While victims of intimate partner violence (IPV) present to health care settings for a variety of complaints; rates and predictors of case identification and intervention are unknown.

OBJECTIVE

Examine emergency department (ED) case finding and response within a known population of abused women.

DESIGN

Retrospective longitudinal cohort study.

SUBJECTS

Police-involved female victims of IPV in a semi-rural Midwestern county.

MAIN MEASURES

We linked police, prosecutor, and medical record data to examine characteristics of ED identification and response from 1999–2002; bivariate analyses and logistic regression analyses accounted for the nesting of subjects’ with multiple visits.

RESULTS

IPV victims (N = 993) generated 3,426 IPV-related police incidents (mean 3.61, median 3, range 1–17) over the 4-year study period; 785 (79%) generated 4,306 ED visits (mean 7.17, median 5, range 1–87), which occurred after the date of a documented IPV assault.
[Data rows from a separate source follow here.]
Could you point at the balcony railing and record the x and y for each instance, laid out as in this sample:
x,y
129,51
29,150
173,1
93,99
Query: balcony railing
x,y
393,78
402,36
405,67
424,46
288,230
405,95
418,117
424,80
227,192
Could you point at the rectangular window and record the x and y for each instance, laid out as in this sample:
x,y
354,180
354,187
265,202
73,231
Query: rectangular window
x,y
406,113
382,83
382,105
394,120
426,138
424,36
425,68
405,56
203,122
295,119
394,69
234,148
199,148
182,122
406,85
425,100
Only 384 (9%) ED visits occurred within a week of a police-reported IPV incident. IPV identification in the ED was associated with higher violence severity, being childless and underinsured, more police incidents (mean: 4.2 vs 3.3), and more ED visits (mean: 10.6 vs 5.5) over the 4 years. The majority of ED visits occurring after a documented IPV incident were for medical complaints (3,378, 78.4%), and 72% of this cohort were never identified as victims of abuse. IPV identification was associated with the day of a police incident, transportation by police, self-disclosure of “domestic assault,” and chart documentation of mental health and substance abuse issues. When IPV was identified, ED staff provided legally useful documentation (86%), police contact (50%), and social worker involvement (45%), but only assessed safety in 33% of the women and referred them to victim services 25% of the time.

CONCLUSION

The majority of police-identified IPV victims frequently use the ED for health care, but are unlikely to be identified or receive any intervention in that setting.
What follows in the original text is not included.